1. The facts giving rise to this regular second appeal filed by the plaintiffs may be briefly stated as under :–
Sheoraj Singh, claiming himself to be the original owner of the suit land, sold an area of 13 Kanals-19 marlas as detailed in the plaint to Shyam Lal for Rs. 2000/-. The sale was sought to be preempted by Sultan and Hari Singh, plaintiffs appellant, claiming themselves to be the tenants over the suit land under the vendor and their claim was decreed by the trial Court. The lower Appellate Court, however, modified the decree for limiting the preemption to 1/6th share in the land measuring 2 kanals-3 marlas out of 13 kanals 19 marlas, with the proportionate sale-price. Sultan and Hari Singh have now come up in second appeal claiming that they are entitled to pre-emption of whole of the land sold.

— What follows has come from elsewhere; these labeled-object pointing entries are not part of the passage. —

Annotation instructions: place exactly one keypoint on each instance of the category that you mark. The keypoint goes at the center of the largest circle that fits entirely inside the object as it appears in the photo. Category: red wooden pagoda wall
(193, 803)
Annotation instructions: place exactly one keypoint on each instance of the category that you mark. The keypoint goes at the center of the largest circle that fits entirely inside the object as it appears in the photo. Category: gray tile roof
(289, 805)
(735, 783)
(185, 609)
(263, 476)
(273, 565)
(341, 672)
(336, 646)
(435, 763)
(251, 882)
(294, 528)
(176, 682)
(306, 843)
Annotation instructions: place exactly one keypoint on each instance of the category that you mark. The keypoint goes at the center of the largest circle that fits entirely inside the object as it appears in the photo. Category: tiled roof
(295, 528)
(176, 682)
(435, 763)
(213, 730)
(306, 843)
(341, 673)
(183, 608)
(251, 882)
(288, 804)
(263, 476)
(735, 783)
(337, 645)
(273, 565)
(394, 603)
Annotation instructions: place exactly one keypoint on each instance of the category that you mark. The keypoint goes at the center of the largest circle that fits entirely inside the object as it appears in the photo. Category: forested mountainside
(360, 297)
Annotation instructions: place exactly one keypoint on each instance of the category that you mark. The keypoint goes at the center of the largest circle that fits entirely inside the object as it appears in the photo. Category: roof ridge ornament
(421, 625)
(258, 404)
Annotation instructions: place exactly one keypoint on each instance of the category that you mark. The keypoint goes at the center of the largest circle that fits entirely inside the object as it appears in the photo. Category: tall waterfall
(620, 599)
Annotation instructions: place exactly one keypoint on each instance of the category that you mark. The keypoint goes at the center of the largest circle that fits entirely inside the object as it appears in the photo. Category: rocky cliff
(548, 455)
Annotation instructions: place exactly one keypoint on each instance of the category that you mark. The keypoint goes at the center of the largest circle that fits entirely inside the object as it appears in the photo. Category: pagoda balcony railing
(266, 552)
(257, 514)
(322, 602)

2. The Learned Counsel for the plaintiffs confined his argument to the construction of Section 15 (1) (c) fourthly, Punjab Pre-emption Act which runs as follows :–
15. Persons in whom right of pre-emption vests in respect of sales of agriculture land and village immovable property.
(1) The right of pre-emption in respect of agricultural land and village immovable property shall vest;
(c) Where is sale the of land or property owned jointly or is made by all co-shares jointly, fourthly, in the tenants who hold under tenancy of the vendors or any of them the land or property sold or a part thereof.

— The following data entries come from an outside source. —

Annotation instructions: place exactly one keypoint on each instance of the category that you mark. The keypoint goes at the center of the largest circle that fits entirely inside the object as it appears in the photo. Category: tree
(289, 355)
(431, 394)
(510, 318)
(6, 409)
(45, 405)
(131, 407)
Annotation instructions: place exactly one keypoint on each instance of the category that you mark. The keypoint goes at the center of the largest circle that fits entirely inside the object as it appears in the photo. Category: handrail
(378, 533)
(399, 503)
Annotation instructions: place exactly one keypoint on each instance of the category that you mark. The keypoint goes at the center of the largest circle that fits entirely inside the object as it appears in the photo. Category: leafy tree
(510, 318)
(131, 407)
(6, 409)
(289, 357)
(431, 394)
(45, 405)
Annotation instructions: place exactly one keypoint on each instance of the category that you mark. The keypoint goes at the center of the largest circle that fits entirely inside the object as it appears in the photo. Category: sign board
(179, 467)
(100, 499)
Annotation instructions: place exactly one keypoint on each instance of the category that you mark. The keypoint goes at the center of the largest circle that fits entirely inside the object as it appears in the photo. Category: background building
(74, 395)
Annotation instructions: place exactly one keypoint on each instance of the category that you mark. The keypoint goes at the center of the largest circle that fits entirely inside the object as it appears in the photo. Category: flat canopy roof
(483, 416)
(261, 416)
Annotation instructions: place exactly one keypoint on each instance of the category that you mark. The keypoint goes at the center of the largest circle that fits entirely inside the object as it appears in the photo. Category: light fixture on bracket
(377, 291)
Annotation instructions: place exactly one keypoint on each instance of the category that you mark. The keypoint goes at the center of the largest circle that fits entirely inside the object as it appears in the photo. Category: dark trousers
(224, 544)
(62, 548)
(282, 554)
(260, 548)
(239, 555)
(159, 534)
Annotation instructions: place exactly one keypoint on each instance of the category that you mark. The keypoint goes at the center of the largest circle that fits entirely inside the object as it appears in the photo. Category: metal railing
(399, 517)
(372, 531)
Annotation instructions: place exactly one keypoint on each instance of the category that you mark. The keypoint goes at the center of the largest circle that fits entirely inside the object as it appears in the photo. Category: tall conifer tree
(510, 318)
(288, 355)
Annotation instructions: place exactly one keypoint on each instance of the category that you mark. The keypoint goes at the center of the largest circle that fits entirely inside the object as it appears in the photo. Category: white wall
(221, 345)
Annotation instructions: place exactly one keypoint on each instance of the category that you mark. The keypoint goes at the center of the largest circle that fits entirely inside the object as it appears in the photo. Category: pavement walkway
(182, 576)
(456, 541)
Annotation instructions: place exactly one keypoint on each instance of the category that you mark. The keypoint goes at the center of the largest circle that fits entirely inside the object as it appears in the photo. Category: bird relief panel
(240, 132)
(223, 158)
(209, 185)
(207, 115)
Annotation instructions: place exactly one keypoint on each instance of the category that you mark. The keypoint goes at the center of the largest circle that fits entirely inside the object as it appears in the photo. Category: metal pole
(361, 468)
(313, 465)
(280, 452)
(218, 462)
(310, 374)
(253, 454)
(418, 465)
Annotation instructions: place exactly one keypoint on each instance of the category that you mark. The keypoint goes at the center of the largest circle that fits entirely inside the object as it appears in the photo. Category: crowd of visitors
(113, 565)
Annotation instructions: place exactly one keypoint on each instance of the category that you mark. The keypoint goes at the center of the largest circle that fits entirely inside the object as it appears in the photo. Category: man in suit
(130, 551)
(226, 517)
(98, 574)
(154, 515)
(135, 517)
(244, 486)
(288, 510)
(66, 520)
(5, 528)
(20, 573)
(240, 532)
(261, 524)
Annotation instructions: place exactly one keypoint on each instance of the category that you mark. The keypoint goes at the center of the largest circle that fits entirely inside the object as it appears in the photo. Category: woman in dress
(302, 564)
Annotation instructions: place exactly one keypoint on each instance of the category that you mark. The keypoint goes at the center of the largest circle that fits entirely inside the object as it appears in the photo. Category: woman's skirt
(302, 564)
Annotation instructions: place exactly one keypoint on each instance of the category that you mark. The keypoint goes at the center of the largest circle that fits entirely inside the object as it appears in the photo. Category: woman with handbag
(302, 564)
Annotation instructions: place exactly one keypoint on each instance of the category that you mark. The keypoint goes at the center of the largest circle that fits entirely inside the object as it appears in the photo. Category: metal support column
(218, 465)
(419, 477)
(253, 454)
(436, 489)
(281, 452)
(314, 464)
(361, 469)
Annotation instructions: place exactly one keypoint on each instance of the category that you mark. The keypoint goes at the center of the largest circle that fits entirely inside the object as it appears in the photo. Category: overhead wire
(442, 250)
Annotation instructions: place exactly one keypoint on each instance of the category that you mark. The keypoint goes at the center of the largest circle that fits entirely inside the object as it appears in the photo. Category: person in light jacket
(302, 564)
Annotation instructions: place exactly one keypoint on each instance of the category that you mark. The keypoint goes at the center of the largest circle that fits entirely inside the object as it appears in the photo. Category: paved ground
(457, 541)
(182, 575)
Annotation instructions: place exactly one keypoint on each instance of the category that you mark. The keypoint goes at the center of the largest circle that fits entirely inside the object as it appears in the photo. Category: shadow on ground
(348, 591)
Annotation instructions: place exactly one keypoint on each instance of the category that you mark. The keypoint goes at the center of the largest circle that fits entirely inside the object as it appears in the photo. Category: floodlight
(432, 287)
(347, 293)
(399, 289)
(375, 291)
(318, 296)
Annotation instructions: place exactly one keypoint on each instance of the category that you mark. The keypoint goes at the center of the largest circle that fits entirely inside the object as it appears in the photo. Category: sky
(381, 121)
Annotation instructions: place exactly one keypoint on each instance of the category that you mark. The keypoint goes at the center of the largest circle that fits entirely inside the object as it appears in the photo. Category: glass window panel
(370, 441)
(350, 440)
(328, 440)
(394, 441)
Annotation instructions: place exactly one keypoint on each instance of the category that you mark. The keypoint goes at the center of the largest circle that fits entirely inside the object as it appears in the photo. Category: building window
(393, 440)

3. The Learned Counsel for the plaintiffs urged that on a proper construction of this provision, the tenants are entitled to pre-empt the whole of the land which is sold and he placed reliance on a Single Bench decision in Mangtu v. Tika Ram and others (1969) 71 P.L.R. 210 wherein it was observed as follows :–
The meaning of section 15(1) (c) Fourthly of the Punjab Preemption Act, is that the tenants who are entitled to Pre-emption must firstly be the tenants of the vendors, if there are more than one vendors they can be tenants of any one of them. They must be tenants of the land sold. Lastly, they may be tenants even of a part of the land sold. This also showed that a tenant of a part of the land sold can pre-empt the whole of the land sold. It is to be noted that sub-clause Fourthly is concerned only in describing the tenants who are entitled to preempt. It is not concerned in conferring a right of Pre-emption on them. On a survey of the scheme of the Act and particularly the scheme of Section 15(1) of the Act, it would appear that the principle embodied their is the well known principle that the pre-emptor must take the bargain of sale as a whole. Neither can he ask that the sale should be split nor can be compeled to accept a pre-emption of only a part of the land sold.

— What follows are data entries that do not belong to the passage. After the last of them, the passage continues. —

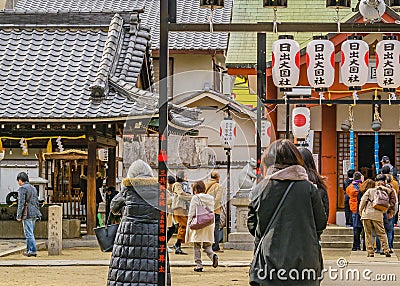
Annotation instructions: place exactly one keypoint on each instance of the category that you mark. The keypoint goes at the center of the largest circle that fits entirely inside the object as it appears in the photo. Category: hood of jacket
(292, 173)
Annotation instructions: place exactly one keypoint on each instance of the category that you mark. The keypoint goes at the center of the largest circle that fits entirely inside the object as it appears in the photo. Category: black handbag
(106, 235)
(257, 267)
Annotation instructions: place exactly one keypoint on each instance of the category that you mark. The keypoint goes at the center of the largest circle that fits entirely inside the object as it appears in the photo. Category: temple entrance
(366, 162)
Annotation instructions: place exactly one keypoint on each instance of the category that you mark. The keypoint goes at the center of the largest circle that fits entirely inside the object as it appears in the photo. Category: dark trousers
(215, 245)
(356, 232)
(347, 211)
(171, 231)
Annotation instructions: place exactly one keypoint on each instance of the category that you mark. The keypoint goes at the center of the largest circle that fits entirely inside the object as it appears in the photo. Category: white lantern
(387, 63)
(285, 62)
(265, 132)
(320, 63)
(300, 122)
(354, 67)
(227, 132)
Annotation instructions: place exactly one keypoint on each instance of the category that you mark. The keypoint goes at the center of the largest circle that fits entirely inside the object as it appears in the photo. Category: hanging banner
(285, 62)
(388, 63)
(320, 59)
(376, 152)
(352, 151)
(354, 64)
(301, 122)
(227, 132)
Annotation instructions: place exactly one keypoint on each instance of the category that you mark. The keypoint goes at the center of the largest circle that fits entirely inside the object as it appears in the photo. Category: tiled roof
(242, 50)
(188, 11)
(68, 73)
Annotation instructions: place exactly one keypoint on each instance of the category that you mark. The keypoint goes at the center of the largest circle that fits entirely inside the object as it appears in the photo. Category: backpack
(381, 200)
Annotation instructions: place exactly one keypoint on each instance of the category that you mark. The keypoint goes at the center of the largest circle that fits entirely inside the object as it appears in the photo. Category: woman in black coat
(291, 244)
(134, 259)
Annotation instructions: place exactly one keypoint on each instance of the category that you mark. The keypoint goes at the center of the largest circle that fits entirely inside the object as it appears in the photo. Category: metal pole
(287, 120)
(261, 88)
(162, 146)
(228, 192)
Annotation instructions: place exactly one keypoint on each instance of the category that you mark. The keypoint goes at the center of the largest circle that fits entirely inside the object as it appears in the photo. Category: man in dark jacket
(28, 195)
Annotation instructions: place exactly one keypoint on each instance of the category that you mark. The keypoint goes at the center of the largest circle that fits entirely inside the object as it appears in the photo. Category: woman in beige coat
(205, 235)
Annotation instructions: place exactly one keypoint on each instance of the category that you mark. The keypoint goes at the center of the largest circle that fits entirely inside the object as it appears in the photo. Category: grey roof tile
(188, 11)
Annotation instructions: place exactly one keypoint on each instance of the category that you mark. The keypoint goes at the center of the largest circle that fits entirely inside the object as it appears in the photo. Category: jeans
(216, 232)
(347, 211)
(29, 226)
(356, 233)
(389, 234)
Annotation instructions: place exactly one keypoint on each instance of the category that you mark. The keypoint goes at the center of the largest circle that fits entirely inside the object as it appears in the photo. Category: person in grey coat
(134, 259)
(28, 194)
(291, 244)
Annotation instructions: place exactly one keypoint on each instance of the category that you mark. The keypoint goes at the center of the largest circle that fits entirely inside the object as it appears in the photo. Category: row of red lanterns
(321, 63)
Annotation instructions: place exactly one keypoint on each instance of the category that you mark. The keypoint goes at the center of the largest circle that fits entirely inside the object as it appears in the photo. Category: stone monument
(55, 230)
(241, 239)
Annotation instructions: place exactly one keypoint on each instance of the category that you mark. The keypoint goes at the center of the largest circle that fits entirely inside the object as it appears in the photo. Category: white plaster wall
(363, 116)
(244, 148)
(192, 72)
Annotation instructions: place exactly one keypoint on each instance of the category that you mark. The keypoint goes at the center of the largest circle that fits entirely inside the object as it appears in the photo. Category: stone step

4. This controversy has already been set at rest by a Division Bench decision of this Court in R.S.A. No. 252 of 1963, Kartar Singh and others v. Kirpal Singh (1965) 67 P.L.R. 123 (S.N.) decided on May 21, 1965, wherein it was held that taking into consideration the object that was apparently in view of the legislature viz., to afford security of tenancy to the tenants and in view of the fact that it is well recognized that a person as a right can exercise his right of pre-emotion only over that part of the property qua which he has a superior right of pre-emption, I have no hesitation in holding that the only proper interpretation of the clause in question is that although a tenant becomes qualified to bring a suit for Pre-emption as soon as he can establish that he holds right of tenancy over any portion of the land which forms part of the sale, his right to preempt extends only to the extent of the property over which he has the tenancy rights.
5. The lower Appellate Court after going into the evidence has found that the share of Sheoraj Singh vendor is 1/6th in kila Nos. 38/1 min and 10/1 and in such circumstances, the plaintiffs can be said to be the tenants under the vendors only to the extent of 1/6th share owned by him and not in respect of the remaining 5/6th shire owned by the other owners Relying on the decision in Kartar Singh and other case, (supra), the lower Appellate Court decreed the plaintiffs suit to the extent of 2 Kanals-3 Marias on payment of propionate price. There is no warrant for interference with the finding in second appeal. The appeal is, therefore, dismissed. No costs.